Effective precision engineering relies on the accurate measurement and alignment of machines, which is vital for smooth production performance, equipment longevity and quality output. Misalignment of machine components and subassemblies can place undue stress on equipment, leading to quality issues, shorter component life and even production machine failure. For example, if a machine is misaligned and running incorrectly, parts may be cut or machined in the wrong dimension, or with errors resulting in poor quality parts. Fabricated parts for rotating machinery may be out of specification and balance intimate ultimately failed in the field.

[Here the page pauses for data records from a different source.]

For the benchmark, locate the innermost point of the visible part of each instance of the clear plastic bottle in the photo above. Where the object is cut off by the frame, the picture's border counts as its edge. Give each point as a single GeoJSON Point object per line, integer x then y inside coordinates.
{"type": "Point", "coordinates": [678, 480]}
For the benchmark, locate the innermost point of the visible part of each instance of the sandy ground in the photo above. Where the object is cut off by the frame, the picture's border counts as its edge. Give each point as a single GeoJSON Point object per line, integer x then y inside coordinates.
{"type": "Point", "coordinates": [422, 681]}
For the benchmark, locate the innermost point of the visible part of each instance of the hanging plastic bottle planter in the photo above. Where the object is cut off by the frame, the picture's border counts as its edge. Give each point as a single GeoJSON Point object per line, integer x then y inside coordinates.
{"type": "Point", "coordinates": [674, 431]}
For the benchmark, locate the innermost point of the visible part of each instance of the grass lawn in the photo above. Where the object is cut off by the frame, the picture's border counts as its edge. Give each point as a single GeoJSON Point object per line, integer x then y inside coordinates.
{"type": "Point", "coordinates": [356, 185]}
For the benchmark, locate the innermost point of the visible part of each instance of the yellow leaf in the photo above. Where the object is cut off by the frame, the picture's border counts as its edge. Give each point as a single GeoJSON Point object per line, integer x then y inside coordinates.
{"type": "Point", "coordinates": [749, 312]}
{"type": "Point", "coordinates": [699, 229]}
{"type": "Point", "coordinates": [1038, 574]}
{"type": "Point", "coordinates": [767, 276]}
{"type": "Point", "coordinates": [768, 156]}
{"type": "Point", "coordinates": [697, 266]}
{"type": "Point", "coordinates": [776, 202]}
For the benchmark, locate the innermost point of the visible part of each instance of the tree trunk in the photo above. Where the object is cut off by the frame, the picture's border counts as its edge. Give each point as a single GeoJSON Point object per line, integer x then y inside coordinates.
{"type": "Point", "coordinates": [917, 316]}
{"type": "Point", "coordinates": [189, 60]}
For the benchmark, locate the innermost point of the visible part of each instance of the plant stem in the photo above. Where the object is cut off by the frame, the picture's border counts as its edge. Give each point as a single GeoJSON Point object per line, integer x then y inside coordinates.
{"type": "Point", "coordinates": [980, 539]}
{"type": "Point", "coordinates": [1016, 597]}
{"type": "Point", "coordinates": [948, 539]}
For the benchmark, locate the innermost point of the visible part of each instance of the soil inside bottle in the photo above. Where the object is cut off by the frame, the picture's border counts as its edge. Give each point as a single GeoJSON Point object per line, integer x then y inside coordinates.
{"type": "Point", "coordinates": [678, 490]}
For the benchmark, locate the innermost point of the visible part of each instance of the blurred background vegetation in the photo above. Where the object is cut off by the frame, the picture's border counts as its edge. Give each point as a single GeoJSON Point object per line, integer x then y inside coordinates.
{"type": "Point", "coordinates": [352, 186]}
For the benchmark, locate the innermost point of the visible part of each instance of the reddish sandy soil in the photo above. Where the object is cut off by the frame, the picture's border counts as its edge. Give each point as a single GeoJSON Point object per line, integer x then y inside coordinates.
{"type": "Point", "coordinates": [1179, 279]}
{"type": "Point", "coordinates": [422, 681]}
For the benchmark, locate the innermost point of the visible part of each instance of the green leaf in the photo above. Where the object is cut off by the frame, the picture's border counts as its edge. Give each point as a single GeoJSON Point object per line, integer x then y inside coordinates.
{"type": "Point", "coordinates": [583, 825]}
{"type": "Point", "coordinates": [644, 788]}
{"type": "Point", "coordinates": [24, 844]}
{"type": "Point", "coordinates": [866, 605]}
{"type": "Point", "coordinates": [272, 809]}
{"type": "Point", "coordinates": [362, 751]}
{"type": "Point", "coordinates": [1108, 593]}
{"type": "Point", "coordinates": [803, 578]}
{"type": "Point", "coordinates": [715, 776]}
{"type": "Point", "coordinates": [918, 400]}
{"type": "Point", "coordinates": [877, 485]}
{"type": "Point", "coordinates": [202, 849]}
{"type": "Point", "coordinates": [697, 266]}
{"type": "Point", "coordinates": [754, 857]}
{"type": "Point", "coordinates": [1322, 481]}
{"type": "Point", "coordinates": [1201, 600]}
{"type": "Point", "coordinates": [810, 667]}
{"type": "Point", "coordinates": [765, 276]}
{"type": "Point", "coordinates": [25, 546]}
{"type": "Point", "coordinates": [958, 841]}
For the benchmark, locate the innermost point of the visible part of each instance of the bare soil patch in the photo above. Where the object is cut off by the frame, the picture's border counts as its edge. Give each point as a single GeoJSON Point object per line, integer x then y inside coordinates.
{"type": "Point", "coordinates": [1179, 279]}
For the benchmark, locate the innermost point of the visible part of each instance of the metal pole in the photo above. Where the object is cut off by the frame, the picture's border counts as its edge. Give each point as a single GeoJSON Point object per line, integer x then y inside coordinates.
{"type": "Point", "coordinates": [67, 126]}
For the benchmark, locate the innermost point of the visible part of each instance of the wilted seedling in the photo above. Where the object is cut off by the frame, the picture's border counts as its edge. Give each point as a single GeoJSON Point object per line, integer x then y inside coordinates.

Types of Machine Misalignment
Misalignments are common in rotating equipment including:
- Shafts
- Drives
- Rollers
- Lathes
- Spindle
- Turbines
- Compressors
- Motors
- Pumps
- Bearings
Studies indicate that 90% of all rotating machinery operates outside of the manufacturer’s alignment tolerances. CNC machines, in particular, are susceptible to axis alignment issues, which can result in product defects. Regular calibration is necessary to ensure machine components are properly aligned and running correctly.
Misalignment Types
Two common types of misalignment are centerline (offset) and parallelism (angle) misalignment:
- Centerline misalignment. This occurs when the centerlines of two components or subassemblies, such as a rotating spindle, chuck or tool holder, are displaced from one another and do not align on the same centerline.
- This arises when the rotational axis of a part and movement axis of a tool are not parallel. Angular errors change with distance. The farther the tool, such as a chuck or spindle, is moved from the source, the greater the angular error.
A machine may exhibit both types of misalignments. For instance, when comparing the machine bed and tool axis, the chuck or spindle is likely to experience both offset and angular misalignment.
Laser Alignment
Laser alignment systems, such as Pinpoint’s Laser Microgage systems, are user-friendly, versatile and cost-effective tools that provide exceptional precision in industrial alignment. These systems employ a transmitter that projects a laser beam in a straight line and a receiver that measures offset and angular errors. In addition to displaying real-time alignment information, data from the laser systems can be downloaded onto laptops to calculate offset and angular errors, providing guidance on how to correct machine misalignments.
Pinpoint offers 2D and PRO versions of its advanced Laser Microgage alignment systems. Both capture precise measurements as small as 0.0001 (2.5 microns) up to distances of 165 feet across various alignment applications.
- Laser Microgage 2D. This system measures in two perpendicular axes simultaneously, addressing the complexities of alignment challenges. It can check for straightness, parallelism, flatness, squareness and other alignment requirements.
- The Laser Microgage PRO Plus. This model offers the same capabilities as the 2D but also utilizes smart technology to provide users with step-by-step instructions for completing alignment tasks. A smart display also allows users to view and store alignment measurements, run applications and upload data to a PC. The system offers wireless capabilities, enabling conductance of alignment tasks without the hassles of running cables and cords.
The Pinpoint Microgage Laser Alignment tools support precision engineering by checking the alignment of machine tools as part of preventative maintenance and during new installations. From machine shops to aircraft manufacturers, the Microgage systems are employed in a diverse range of industrial measurement and alignment tasks.